Tutela cautelar no âmbito dos atos administrativos de aplicação de sanções militares

I)     Breve alusão à evolução da Defesa Militar como parte da Administração pública
No período de transição posterior a 1976, da organização do poder político então estabelecida resultava uma clara separação entre a Administração Pública e as Forças Armadas. Esta situação viria a ser alterada com a Lei Constitucional nº1/82, de 30 de Setembro, eliminando esta separação, tal como assinalado pela doutrina e jurisprudência.
De facto, e como refere o Acórdão do Tribunal Constitucional nº33/2002, com a inserção sistemática do artigo 270.º e a alteração da denominação do Título X da Parte Terceira da Constituição de “Forças Armadas” para “Defesa Militar” “ficou sublinhada a recusa de uma concepção das Forças Armadas como uma comunidade separada de ordenamento interno autónomo[1].
Desta conclusão resulta a importante consequência de que o direito disciplinar militar está abrangido pelo direito sancionatório público, pelo que se lhe aplica o Art.269.º/3, que dispõe, sobre o regime da função pública, que “Em processo disciplinar são garantidos ao arguido a sua audiência e defesa.”
Com a entrada em vigor do novo regime do CPTA, aconteceu com alguma recorrência que alguns militares recorressem à justiça administrativa em matérias de administração militar e, em particular, para questionar a legalidade das sanções disciplinares previstas no Regulamento de Disciplina Militar, a si impostas. Ora, as decisões tomadas, em grande parte favoráveis aos militares punidos, não eram vistas com bons olhos por parte das chefias militares.
   O desenvolvimento seguinte de toda esta situação deu-se com a aprovação da Lei nº 34/2007 de 13 de Agosto (mais tarde complementada com a Lei nº 79/2009, de 13 de Agosto), que veio introduzir um regime especial, de excepção, “aplicável aos processos cautelares e de intimação para protecção de direitos liberdades e garantias, quando intentados com referência a actos administrativos de aplicação de sanções deisciplinares, praticados ao abrigo do Regulamento de Disciplina Militar”[2].
É nestes termos que o Professor Vieira de Andrade afirma estarmos perante uma legislação provocada decorrente da necessidade politica de garantir a especial autoridade dos atos de disciplina militar perante uma jurisprudência que ameaçava não ser sensível a esta diferença.
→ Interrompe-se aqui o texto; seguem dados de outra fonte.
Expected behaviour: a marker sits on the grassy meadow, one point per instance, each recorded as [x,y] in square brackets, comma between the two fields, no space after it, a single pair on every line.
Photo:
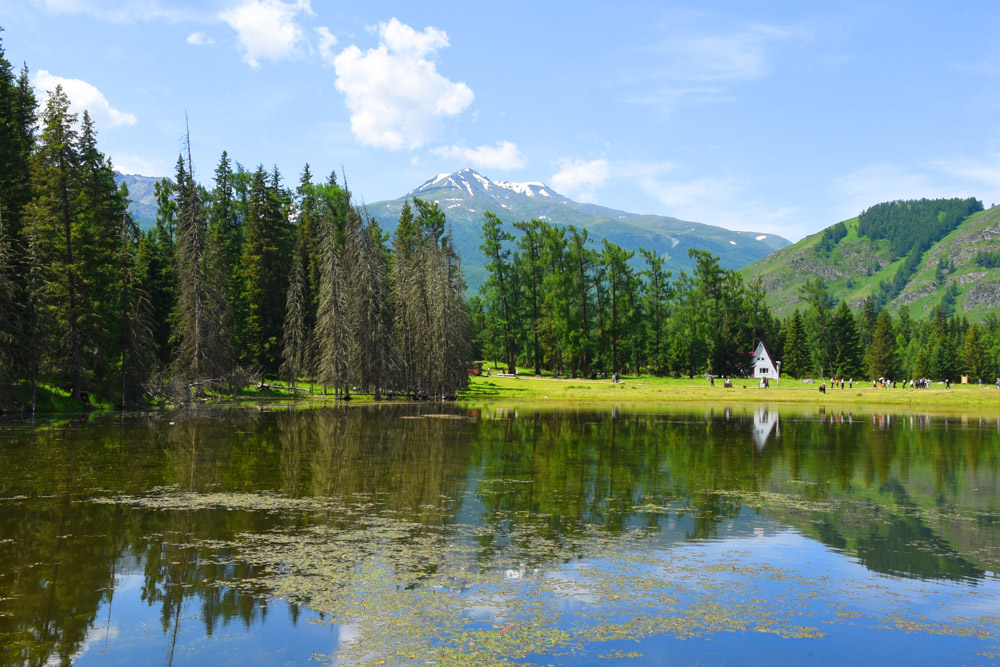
[649,390]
Assim a lei estabelece um regime excecional para os processos cautelares em que estejam em causa atos administrativos de aplicação de sanções disciplinares no âmbito da organização militar.
II)   Excecionalidade da tutela cautelar no âmbito militar
A Lei nº.34/2007, de 13 de Agosto, entretanto complementada, com a Lei nº.79/2009, de 13 de Agosto, veio como já mencionado, introduzir um regime especial aplicável aos processos cautelares e de intimação para promoção de direitos, liberdades e garantias, quando intentados com referência a atos administrativos de aplicação de sanções disciplinares, praticados ao abrigo do Regulamento de Disciplina Militar.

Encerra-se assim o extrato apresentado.